Russia will reopen its embassy in Libya although it will be temporarily based in Tunisia, Russian Foreign Minister Sergey Lavrov said Friday.
“I would like to inform you that we have decided to reopen the Russian Embassy in Libya, which at this stage will be headed by the charge d’affairs, Mr Jamshed Boltaev,” he said at a meeting with Aguila Saleh, Speaker of the pro-Haftar House of Representatives in the eastern city of Tobruk. “It will temporarily be based in Tunisia, but I want to emphasize that his functions suggest representing Russia on all territory Libya.”
Lavrov praised Saleh’s initiative on immediate cessation of hostilities and the beginning of political dialogue to establish unified authorities on the basis of equal representation of the three historical regions of Libya.

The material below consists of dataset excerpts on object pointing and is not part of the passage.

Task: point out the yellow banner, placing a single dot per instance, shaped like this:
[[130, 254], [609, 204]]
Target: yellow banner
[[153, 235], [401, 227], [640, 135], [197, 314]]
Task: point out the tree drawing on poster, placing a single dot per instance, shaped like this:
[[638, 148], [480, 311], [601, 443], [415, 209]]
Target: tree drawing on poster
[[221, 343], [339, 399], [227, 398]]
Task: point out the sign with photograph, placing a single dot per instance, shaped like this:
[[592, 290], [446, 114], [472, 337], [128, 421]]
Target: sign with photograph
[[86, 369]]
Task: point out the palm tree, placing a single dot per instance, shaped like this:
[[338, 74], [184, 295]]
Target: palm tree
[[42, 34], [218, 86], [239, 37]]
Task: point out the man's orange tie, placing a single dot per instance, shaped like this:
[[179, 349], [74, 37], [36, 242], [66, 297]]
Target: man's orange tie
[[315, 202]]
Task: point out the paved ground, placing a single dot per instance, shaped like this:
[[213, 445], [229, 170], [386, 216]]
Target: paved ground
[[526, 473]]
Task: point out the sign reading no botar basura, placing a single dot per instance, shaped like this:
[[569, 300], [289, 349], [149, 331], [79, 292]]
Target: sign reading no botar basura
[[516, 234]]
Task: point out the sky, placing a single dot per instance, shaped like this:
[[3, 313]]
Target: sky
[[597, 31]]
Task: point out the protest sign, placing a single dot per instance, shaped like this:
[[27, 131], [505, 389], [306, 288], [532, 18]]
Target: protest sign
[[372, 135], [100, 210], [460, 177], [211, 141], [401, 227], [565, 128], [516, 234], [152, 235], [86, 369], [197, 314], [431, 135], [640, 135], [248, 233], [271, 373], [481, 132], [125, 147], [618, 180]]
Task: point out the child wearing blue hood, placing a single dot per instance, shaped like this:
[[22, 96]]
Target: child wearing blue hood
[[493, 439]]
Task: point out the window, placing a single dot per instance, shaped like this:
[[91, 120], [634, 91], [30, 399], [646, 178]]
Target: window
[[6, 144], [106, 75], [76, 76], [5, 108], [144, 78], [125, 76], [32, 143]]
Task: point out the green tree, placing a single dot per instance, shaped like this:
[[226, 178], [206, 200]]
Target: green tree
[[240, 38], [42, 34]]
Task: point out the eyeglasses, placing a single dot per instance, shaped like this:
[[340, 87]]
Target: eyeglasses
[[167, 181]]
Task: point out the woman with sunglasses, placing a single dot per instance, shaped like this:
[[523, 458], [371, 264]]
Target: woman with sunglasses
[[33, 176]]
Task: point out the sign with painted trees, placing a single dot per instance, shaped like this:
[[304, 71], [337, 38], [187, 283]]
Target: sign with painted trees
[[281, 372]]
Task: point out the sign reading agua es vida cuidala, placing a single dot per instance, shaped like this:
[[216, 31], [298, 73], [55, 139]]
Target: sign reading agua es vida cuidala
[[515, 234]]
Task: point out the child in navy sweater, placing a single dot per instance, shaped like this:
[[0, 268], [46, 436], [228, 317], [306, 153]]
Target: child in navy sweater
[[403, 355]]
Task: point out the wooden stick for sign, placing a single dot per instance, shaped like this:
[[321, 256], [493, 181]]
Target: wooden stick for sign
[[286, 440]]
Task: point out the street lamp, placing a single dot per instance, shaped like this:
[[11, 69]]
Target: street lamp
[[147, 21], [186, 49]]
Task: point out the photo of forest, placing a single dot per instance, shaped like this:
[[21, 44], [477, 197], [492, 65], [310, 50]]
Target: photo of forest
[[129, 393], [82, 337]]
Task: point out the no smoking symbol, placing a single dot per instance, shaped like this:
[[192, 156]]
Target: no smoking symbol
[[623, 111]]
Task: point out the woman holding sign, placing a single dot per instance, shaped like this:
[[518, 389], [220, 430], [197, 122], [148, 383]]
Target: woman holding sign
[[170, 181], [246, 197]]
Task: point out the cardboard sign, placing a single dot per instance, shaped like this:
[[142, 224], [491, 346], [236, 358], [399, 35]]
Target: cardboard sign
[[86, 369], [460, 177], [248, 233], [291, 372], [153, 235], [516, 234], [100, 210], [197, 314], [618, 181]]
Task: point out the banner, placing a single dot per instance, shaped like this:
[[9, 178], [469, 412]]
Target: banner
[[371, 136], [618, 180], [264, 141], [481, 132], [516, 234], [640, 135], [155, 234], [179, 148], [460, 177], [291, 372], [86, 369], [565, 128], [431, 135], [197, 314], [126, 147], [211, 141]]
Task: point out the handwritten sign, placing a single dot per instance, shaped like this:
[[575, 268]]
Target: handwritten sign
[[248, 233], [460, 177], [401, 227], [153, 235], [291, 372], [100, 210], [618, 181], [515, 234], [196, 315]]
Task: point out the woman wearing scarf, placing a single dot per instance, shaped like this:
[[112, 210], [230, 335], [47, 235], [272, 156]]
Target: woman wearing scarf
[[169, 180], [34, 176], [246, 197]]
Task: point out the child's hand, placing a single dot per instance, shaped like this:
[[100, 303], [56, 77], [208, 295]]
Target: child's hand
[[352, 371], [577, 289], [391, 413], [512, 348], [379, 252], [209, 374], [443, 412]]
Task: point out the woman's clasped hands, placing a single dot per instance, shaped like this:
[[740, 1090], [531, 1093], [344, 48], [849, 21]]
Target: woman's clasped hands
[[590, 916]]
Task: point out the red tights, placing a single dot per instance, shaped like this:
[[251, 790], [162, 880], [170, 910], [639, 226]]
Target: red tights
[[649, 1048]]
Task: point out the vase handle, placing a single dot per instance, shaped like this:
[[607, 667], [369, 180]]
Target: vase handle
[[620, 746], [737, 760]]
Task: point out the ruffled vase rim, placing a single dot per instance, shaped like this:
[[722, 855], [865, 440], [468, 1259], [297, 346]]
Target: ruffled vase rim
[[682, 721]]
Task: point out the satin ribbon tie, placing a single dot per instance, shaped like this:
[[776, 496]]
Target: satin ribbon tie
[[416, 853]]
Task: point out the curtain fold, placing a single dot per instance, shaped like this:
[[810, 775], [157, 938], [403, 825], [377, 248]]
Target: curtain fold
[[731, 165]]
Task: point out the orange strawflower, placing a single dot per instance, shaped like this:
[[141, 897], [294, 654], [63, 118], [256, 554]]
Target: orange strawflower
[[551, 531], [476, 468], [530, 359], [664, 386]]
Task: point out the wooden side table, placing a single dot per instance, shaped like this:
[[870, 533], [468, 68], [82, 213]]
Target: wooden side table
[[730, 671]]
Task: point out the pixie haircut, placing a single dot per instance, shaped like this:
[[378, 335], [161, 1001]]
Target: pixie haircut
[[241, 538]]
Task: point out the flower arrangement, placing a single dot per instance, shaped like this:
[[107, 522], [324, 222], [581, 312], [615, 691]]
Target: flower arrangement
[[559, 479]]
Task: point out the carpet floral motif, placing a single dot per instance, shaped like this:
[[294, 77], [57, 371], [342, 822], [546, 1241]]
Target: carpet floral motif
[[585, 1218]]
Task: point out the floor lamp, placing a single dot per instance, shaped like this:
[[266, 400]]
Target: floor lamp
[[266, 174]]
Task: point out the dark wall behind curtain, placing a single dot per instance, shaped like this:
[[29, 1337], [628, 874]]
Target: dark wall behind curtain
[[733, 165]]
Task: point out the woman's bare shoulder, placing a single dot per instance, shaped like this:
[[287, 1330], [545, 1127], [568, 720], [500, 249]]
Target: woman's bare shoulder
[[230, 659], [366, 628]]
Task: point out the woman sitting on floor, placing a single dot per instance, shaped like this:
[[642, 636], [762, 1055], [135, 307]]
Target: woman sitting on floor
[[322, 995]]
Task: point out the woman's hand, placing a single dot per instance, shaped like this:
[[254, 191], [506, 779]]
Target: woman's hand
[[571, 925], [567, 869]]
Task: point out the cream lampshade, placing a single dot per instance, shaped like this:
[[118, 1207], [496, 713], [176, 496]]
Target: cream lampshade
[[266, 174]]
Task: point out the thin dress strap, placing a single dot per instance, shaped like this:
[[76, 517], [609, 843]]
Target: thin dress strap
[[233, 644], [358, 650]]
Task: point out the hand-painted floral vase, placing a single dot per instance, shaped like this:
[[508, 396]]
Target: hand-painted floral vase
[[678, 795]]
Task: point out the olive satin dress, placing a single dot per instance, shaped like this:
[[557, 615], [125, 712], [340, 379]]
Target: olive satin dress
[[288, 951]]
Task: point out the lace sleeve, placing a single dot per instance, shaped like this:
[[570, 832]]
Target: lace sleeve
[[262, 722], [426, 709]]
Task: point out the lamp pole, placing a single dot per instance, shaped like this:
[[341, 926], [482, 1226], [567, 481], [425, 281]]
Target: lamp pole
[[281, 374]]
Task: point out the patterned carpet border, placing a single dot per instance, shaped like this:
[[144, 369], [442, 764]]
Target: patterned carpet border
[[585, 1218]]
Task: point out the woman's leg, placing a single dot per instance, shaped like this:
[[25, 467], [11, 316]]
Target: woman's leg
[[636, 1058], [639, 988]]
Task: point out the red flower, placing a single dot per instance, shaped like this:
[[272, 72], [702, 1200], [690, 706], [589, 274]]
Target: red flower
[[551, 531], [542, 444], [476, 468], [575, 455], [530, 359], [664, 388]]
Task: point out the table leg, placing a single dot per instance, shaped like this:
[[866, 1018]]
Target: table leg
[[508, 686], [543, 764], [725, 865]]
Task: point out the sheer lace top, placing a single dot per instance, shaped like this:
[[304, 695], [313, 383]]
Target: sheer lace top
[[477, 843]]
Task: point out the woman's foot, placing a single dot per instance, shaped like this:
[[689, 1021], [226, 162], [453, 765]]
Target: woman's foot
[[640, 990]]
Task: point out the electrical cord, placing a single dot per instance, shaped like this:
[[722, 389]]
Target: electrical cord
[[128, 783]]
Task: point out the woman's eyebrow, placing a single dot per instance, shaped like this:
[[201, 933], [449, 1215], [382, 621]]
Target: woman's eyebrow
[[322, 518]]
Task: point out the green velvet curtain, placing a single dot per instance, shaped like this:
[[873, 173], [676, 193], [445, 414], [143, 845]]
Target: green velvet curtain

He said the Cairo Declaration on Libya is in line with decisions by the international conference on Libya in Berlin and may become the basis of inter-Libyan discussions on the implementation of Saleh’s initiative.
Russia welcomes HAMAS and FATAH unification
Turning to the Palestine-Israeli conflict, Lavrov praised a decision by HAMAS and FATAH to together defend the interests of Palestinians on the platform of the Palestine Liberation Organization.
“We believe that today, more than ever, the efforts of the international community are needed to create conditions for the immediate resumption and restart of direct Palestinian-Israeli negotiations under the auspices of the Quartet on the Middle East with the active participation of Arab states,” he said.
Lavrov warned that a “gross violation of the international legislation” for a Palestinian-Israeli settlement will put an end to prospects for a two-state solution and will be fraught with the most unpredictable consequences in the Middle East and in North Africa.
Encouraged by the US so-called “Deal of the Century,” Israel is expected to formally annex parts of the West Bank later this month.
The plan has drawn international condemnation and outrage.
The West Bank, including East Jerusalem, is seen as occupied territory under international law, thus making all Jewish settlements there – as well as the planned annexation – illegal.